S. Korea's Park says family 'root cause' of ferry tragedy

S. Korea's Park says family 'root cause' of ferry tragedy
A woman reads messages on yellow ribbons dedicated to dead and missing passengers of the sunken ferry Sewol.

SEOUL - South Korean President Park Geun-Hye on Tuesday denounced fugitive members of the ship-owning family linked to last month's ferry disaster, calling them the "root cause" of the tragedy that claimed around 300 lives.

The government has offered a half-million dollar reward for information leading to the arrest of Yoo Byung-Eun, patriarch of the family behind Chonghaejin Marine Co.

Chonghaejin owned and operated the 6,825-tonne Sewol ferry that capsized and sank on April 16 with hundreds of high school students on board.

Yoo and his eldest son have become the targets of a massive manhunt after they ignored prosecutors' summons to surrender themselves for questioning.

Initial investigations suggest that lax safety standards and negligent business practices may have been a major contributor to the disaster.

"The Yoo Byung-Eun family, the root cause of the tragedy, is flouting the law and causing public fury at a time when it should repent in front of people and reveal the truth," Park told a meeting of her cabinet.

"This is an absolutely unpardonable criminal act," she said.

Yoo has no direct stake in Chonghaejin, but his children and close aides control it through a complex web of holding companies.

Prosecutors had offered an initial reward of US$50,000 (S$62,740) for information on Yoo's whereabouts, but upped the figure to US$500,000 on Monday after days of fruitless searching.

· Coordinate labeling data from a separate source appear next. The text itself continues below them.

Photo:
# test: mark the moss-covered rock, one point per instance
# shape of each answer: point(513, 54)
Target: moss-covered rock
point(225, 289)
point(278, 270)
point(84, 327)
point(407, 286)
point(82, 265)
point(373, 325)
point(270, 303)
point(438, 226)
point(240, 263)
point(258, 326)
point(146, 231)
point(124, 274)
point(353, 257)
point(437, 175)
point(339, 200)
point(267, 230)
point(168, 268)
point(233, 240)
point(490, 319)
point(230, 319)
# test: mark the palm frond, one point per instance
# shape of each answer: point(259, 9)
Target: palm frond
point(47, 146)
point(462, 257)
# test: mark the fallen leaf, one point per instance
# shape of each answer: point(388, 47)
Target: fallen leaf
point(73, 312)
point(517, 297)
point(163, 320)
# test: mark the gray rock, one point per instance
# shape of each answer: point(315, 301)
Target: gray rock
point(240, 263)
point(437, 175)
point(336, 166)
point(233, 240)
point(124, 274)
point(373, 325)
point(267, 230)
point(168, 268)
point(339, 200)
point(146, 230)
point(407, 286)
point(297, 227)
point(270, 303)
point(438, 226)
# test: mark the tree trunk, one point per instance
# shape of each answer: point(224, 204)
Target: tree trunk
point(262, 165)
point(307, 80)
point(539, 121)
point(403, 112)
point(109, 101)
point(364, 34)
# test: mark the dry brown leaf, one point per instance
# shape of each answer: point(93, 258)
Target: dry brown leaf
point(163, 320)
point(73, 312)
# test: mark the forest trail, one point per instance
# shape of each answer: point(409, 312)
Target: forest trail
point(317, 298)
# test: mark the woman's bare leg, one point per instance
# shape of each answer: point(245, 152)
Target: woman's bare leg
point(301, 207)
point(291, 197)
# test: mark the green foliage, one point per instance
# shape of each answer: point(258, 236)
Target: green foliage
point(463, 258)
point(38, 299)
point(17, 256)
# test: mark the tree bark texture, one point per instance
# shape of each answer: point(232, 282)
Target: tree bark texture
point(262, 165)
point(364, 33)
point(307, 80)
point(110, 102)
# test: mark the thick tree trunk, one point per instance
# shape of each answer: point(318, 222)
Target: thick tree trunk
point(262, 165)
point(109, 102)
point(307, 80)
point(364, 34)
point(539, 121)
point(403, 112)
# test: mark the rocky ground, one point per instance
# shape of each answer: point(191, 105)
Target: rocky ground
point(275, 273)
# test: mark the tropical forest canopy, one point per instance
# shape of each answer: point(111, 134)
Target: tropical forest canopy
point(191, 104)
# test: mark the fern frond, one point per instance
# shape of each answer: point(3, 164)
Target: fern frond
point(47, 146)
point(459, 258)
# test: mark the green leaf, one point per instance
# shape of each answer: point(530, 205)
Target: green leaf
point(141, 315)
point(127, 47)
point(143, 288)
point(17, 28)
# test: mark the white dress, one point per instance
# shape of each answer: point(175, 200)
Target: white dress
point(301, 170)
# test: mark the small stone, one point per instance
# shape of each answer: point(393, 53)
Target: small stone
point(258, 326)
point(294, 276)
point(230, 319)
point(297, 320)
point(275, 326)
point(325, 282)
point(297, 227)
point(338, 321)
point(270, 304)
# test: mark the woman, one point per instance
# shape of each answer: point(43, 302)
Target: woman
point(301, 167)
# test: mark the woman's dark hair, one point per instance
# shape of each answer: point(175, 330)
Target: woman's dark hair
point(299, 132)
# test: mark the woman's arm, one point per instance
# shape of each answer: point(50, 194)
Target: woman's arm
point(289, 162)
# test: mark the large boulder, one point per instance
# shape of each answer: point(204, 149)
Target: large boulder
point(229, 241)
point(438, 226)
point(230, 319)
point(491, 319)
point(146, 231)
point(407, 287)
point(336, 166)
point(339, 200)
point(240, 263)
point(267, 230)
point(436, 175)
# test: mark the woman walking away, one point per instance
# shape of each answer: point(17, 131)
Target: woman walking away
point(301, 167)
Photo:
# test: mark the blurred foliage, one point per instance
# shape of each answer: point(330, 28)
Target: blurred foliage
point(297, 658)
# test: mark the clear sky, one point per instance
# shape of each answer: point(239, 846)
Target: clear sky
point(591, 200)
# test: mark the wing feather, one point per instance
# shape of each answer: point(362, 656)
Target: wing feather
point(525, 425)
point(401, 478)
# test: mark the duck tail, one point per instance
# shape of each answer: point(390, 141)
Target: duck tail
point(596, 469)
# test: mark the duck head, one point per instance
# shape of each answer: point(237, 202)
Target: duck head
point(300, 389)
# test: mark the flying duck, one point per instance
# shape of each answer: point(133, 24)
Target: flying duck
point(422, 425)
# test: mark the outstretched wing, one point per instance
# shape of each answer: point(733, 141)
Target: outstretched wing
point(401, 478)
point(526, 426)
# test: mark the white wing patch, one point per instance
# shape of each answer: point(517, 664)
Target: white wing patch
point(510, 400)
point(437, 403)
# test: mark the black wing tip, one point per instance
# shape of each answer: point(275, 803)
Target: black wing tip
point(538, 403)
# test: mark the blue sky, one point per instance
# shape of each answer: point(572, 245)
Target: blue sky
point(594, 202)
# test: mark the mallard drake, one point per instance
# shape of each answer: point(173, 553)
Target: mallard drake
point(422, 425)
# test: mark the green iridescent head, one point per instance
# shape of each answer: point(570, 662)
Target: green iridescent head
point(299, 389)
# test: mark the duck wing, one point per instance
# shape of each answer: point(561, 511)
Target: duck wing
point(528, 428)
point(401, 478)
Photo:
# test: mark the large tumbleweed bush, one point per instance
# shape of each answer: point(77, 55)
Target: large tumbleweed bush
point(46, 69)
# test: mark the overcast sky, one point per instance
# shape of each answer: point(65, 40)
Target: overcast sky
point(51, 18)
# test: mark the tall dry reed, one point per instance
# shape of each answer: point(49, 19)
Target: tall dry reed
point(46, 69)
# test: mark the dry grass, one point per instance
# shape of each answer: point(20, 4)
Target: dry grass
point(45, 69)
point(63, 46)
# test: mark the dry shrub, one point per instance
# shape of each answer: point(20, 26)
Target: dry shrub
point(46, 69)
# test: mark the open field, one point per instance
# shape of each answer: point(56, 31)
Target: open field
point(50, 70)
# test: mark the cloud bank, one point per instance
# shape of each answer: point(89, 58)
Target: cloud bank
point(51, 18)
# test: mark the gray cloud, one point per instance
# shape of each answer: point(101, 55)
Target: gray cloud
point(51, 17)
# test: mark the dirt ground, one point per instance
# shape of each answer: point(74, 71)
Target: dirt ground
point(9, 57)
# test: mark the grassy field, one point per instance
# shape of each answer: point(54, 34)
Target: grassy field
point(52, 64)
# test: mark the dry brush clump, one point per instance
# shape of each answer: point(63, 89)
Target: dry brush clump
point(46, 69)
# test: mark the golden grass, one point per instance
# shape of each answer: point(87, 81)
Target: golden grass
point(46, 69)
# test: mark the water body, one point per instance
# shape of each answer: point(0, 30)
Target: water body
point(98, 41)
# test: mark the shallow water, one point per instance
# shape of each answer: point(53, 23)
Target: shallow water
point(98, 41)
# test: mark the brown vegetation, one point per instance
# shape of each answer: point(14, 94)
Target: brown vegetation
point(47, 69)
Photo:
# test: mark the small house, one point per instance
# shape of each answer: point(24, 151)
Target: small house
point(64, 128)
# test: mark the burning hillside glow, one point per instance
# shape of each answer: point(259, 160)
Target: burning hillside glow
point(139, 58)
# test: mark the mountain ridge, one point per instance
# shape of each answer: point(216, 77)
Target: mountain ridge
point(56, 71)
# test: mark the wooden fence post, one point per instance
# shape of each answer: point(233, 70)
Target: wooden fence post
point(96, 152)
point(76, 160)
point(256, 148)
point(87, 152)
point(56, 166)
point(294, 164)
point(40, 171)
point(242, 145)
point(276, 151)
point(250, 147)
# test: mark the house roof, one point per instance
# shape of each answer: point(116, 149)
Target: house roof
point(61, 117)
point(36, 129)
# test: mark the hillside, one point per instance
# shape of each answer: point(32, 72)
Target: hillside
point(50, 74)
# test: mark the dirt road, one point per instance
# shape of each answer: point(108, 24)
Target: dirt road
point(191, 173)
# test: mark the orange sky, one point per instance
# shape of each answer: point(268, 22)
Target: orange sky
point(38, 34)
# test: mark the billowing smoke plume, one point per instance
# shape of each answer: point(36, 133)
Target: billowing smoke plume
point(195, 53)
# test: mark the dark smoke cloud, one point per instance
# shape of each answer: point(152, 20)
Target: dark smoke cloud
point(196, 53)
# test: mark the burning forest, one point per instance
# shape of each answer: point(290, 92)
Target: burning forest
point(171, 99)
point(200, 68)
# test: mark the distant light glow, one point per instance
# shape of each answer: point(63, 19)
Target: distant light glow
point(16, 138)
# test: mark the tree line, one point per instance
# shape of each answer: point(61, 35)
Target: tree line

A US$100,000 reward was offered for his eldest son Yoo Dae-Kyun.

In the wake of the Sewol tragedy, President Park has had to contend with widespread public criticism of the rescue effort and lax regulatory oversight.

In a tearful address to the nation last week, she accepted personal responsibility and announced she would dismantle the coastguard in an overhaul of the national emergency response system.

Park has been very outspoken in her own criticism of the ferry's captain and surviving crew members, saying their decision to abandon ship while hundreds were still trapped was "tantamount to murder."